Cézanne talvez tenha sido o primeiro a produzir deformações sem transformações, ao fazer a verdade incidir sobre o corpo. É por isso também que Bacon é cezanniano: tanto em Bacon como em Cézanne, é sobre a forma em repouso que se obtém a deformação […] Tudo está, então, em relação com forças, tudo é força. É isso que constitui a deformação como ato de pintura (DELEUZE, 2007b, p. 65, grifo nosso).
Os corpos são atravessados por movimentos inerentes a forças sensíveis: "o que está pintado como figura é um corpo [ou uma maçã no caso de Cézanne], não representado como objeto, nem representando um objeto, mas experimentando uma sensação" (DELEUZE, 2007b, p. 43). Outro item que compõe a Figura é a cabeça. Bacon é pintor de cabeças, não de rostos. Deleuze faz questão de diferenciar essas duas possibilidades de retrato. As implicações do rosto são um tema recorrente na filosofia deleuziana. O rosto é uma organização espacial estruturada, que resulta de um agenciamento de poder. A noção de rostidade apresentado por Deleuze e Guattari em Mil Platôs complementa essa explanação. Nele, os autores procuram evidenciar como o rosto opera por significância e subjetivação através de códigos e construção de identidades. O rosto, nesse entendimento, se torna um dispositivo do biopoder, um espaço político de enunciação.
[…] o rosto é uma superfície: traços, linhas, rugas do rosto, rosto comprido, quadrado, triangular; o rosto é um mapa, mesmo se aplicado sobre um volume, envolvendo-o, mesmo se cercando e margeando cavidades que não existem mais senão como buracos. Mesmo humana, a cabeça não é forçosamente um rosto.

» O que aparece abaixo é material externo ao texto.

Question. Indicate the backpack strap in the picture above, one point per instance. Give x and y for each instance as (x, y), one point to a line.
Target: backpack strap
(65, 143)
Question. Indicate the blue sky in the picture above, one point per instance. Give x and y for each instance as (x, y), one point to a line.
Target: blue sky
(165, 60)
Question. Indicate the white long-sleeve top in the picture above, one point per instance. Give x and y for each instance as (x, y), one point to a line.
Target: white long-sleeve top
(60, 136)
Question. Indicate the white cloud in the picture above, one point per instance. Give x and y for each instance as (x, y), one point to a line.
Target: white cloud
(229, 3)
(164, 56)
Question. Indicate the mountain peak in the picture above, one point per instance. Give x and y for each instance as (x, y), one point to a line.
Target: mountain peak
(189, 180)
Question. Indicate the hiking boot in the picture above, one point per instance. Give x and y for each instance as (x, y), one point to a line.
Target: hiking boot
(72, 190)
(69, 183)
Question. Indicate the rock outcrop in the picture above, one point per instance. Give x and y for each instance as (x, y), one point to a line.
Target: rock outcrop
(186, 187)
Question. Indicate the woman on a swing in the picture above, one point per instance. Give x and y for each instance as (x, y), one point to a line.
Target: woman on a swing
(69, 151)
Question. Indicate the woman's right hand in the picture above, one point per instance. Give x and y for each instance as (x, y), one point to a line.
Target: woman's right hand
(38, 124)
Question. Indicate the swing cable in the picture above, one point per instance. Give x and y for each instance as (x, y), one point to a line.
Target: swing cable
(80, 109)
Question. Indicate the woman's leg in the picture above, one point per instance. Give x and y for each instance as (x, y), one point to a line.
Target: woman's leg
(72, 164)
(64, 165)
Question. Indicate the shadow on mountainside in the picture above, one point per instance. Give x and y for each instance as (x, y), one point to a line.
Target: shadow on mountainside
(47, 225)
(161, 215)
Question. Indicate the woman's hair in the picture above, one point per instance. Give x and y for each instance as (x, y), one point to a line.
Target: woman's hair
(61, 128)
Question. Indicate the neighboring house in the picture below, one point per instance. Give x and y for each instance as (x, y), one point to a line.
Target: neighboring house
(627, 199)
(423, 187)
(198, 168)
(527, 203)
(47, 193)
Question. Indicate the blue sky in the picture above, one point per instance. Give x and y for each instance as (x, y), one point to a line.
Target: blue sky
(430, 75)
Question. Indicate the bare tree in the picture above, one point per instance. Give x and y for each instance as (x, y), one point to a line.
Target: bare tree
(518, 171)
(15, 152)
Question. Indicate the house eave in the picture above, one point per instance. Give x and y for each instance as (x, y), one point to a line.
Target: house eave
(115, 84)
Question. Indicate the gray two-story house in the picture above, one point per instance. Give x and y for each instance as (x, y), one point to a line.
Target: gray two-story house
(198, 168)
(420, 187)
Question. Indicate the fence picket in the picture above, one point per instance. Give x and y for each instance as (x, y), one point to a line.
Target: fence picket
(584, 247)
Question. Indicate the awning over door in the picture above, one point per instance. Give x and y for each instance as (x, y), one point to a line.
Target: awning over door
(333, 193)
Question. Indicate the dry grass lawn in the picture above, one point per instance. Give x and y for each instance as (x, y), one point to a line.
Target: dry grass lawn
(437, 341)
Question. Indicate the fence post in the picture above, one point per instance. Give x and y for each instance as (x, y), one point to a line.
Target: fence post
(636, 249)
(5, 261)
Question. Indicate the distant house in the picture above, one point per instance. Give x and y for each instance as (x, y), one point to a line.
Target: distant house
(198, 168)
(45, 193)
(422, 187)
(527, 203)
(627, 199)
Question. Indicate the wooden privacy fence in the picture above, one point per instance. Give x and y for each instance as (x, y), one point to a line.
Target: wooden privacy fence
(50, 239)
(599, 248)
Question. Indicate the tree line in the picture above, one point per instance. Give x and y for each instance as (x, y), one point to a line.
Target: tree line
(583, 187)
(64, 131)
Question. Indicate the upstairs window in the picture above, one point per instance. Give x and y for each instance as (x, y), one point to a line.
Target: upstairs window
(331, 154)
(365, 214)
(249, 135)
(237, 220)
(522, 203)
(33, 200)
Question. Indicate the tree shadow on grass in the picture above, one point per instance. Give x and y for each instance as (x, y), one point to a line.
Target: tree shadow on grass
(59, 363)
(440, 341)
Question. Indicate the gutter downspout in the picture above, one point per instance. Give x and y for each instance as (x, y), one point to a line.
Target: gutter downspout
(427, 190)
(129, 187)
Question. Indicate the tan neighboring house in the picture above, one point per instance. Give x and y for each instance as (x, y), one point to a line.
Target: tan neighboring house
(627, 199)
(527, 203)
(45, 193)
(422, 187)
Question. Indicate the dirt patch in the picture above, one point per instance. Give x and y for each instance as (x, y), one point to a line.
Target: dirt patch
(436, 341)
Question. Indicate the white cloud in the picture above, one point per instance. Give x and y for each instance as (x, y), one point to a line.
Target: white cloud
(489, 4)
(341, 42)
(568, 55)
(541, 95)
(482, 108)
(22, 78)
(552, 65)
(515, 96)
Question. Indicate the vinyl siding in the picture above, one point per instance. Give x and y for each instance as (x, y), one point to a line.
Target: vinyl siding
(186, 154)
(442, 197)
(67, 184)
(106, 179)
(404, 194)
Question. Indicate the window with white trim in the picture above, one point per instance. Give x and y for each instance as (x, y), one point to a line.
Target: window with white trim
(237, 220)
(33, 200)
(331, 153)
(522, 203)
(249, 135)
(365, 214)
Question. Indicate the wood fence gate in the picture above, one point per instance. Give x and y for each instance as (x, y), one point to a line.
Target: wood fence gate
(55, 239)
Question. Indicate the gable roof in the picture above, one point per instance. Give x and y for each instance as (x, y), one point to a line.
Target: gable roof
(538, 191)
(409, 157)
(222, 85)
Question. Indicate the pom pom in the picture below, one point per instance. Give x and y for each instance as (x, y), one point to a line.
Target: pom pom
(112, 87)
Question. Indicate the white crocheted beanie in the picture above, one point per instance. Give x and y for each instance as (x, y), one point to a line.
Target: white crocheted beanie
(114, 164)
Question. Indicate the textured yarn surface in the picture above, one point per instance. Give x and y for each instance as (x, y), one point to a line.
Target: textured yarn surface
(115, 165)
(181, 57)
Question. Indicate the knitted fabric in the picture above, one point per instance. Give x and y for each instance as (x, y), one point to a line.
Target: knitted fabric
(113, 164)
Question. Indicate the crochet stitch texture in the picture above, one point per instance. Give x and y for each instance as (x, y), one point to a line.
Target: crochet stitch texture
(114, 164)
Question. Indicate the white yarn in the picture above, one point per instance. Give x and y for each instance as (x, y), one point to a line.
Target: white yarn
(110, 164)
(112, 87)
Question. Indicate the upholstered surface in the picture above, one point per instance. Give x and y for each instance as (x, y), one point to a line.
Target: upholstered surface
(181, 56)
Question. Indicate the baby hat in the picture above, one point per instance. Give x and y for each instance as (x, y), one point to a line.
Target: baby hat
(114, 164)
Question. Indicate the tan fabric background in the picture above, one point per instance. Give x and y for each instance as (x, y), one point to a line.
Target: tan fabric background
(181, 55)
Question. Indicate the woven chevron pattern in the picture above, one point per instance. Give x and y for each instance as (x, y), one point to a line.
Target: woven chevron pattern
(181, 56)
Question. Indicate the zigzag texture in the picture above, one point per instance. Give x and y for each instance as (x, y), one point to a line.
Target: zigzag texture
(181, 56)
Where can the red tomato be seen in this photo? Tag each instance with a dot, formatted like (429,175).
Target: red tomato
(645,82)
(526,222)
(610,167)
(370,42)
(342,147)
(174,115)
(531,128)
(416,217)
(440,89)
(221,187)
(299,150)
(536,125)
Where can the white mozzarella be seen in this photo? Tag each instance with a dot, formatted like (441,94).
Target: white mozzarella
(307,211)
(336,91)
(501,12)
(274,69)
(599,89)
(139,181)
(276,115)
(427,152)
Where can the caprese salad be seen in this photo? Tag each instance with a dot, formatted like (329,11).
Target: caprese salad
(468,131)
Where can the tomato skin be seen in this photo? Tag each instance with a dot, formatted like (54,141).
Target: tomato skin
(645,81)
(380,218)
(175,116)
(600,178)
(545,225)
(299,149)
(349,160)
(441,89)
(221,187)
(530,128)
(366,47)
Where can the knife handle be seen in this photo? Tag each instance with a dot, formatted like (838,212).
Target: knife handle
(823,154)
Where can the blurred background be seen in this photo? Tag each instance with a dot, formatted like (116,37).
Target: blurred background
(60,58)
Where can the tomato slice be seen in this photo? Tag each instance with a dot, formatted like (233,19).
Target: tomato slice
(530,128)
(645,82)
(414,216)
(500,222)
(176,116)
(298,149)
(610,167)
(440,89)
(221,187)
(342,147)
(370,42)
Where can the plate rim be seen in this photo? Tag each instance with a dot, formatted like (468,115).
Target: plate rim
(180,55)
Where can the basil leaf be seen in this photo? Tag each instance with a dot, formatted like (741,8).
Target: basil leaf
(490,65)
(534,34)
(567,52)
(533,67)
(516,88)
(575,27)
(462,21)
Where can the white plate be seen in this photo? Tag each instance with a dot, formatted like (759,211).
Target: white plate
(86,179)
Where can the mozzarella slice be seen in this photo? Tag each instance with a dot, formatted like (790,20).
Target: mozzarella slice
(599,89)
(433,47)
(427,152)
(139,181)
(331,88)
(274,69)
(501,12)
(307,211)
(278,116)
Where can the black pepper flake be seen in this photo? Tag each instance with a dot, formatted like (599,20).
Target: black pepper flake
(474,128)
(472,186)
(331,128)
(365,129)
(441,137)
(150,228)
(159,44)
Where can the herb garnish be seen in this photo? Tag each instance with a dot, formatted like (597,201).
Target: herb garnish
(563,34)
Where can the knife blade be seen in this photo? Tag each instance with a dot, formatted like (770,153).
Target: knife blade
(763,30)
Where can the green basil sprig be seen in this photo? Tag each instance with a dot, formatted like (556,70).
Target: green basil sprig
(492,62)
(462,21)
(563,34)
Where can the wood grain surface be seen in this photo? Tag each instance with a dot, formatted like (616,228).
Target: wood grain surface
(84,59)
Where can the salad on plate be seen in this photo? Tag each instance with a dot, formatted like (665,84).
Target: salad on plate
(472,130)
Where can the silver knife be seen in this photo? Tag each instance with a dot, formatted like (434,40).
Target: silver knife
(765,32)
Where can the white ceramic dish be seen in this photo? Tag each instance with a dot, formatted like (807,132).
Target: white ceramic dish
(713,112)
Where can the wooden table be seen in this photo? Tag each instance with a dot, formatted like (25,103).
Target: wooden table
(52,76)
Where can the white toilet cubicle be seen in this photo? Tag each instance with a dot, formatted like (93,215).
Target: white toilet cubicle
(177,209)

O rosto só se produz quando a cabeça deixa de fazer parte do corpo, quando pára de ser codificada pelo corpo, quando ela mesma pára de ter um código corporal polívoco multidimensional — quando o corpo, incluindo a cabeça, se encontra descodificado e deve ser sobre-codificado por algo que denominaremos Rosto (DELEUZE; GUATTARI, 2012a, p. 63).
A rostificação não é um universal, é uma linguagem, uma unidade que é utilizada com função social nos sistemas de controle modernos e contemporâneos: "nada é menos pessoal do que o rosto. Mesmo o louco deve ter um certo rosto adequado e que se espera dele" (DELEUZE; PARNET, 2004, p. 33). Deleuze enfatiza o escape desse potente mecanismo de captura. Ele busca traçar linhas de fuga, devires que sejam assignificantes, assubjetivos, em múltiplos sentidos: estéticos e políticos: "se o rosto é uma política, desfazer o rosto também o é, engajando devires reais, todo um devir-clandestino" (DELEUZE; PARNET, 2004, p. 64). A própria arte possui instrumentos para tal. As cabeças de Bacon são sintomáticas nesse ponto. Sua luta em prol da desfiguração reconfigura modelos tidos como padrões de identificação e representação, exponenciando sua criatividade como retratista. Deleuze questiona: "como desfazer o rosto, liberando em nós as cabeças exploradoras que traçam linhas de devir?" (DELEUZE; PARNET, 2004, p. 61). Uma das funções da arte é justamente ser um ato de resistência, uma contrainformação, todavia diferente de outras formas de manifestação ou insurreição. Toda nova estética abre possibilidades. John Rajchman justifica: "a estética deleuziana, é uma 'vontade de arte' que está sempre preocupada com a emergência de algo novo e singular, que nos precede e nos obriga a 'inventar' um novo povo" (RAJCHMAN, 2000, p. 123). O ato de criação artístico é um ato de criação de mundos, de fabulação do imaginário. Os quadros de Bacon buscam desfazer o rosto e fazer surgir outra coisa no lugar: cabeças, fecundas em inventividade.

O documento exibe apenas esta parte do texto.